Here we go, another holiday season again, something I personally do not enjoy. I am sorry to say, neither Christmas, Hanukah, or Kwanzaa have any meaning to me. I celebrate none of them and, unfortunately, do not look forward to this time of year. And by the way, what the heck ever happened to Kwanzaa? Do people still celebrate it? I have not heard anything about it in years.
Now it isn’t that I don’t like holiday lights and decorations; some I really do enjoy, including my own house, which I decorate with lights each year. However, although I did sing in the Annapolis glee club, regrettably, I have grown to despise Christmas carols, especially when they start up right after Thanksgiving. As soon as I hear that first Christmas carol on the radio, I turn it off until after New Year’s.
But back to the Holidays. Let’s start with Hanukah, which celebrates when the oil in the temple’s eternal flame lasted eight days rather than only a single day. I am sure if that story is at all true, which I doubt, the reason the oil lasted eight days was that someone was smart enough to turn down the wick. I suppose if you wanted to insist it was God’s work, you could say the Rabbis were not smart enough to figure it out for themselves, so God had to tell them to turn down the wick.

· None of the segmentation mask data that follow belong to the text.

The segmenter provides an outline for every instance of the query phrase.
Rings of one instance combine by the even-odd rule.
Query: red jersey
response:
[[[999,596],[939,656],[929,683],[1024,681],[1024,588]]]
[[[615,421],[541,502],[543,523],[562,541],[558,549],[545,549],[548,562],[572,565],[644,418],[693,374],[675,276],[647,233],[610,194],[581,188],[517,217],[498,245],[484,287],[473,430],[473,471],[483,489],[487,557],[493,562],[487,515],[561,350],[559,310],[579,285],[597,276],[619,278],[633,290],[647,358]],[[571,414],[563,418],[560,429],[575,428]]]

As to Christmas, you have to get past a lot of hurdles to believe that one. Firstly you have to get past the central tenet of Christmas, the virgin birth. I have to be careful what I say about that one, but as great of misgivings I may personally have on that, it might actually be possible. I remember my wife telling me that a few of her clients’ teenage daughters, while she was a social worker in Florida, had also made that same claim to their parents and, like Mary, why would they ever lie?
But let’s get to the good part, Santa Klaus. Even as a very young child, I found that story ridiculously implausible, and I could not believe so many of my friends actually believed it.
In our house back in Indianapolis, we had two fireplaces. I remember looking up inside both of them and realizing there was no way in hell a fat man could get down through there, especially while carrying a bag of gifts and somehow even keeping clean while doing it. But what about the houses that didn’t even have fireplaces? What did Santa do? Did the people who lived there have to leave their doors or windows unlocked? And what if everything was locked up tight and the kids inside had been good all year? Did Santa just break in? I didn’t remember hearing any stories of police reports about that.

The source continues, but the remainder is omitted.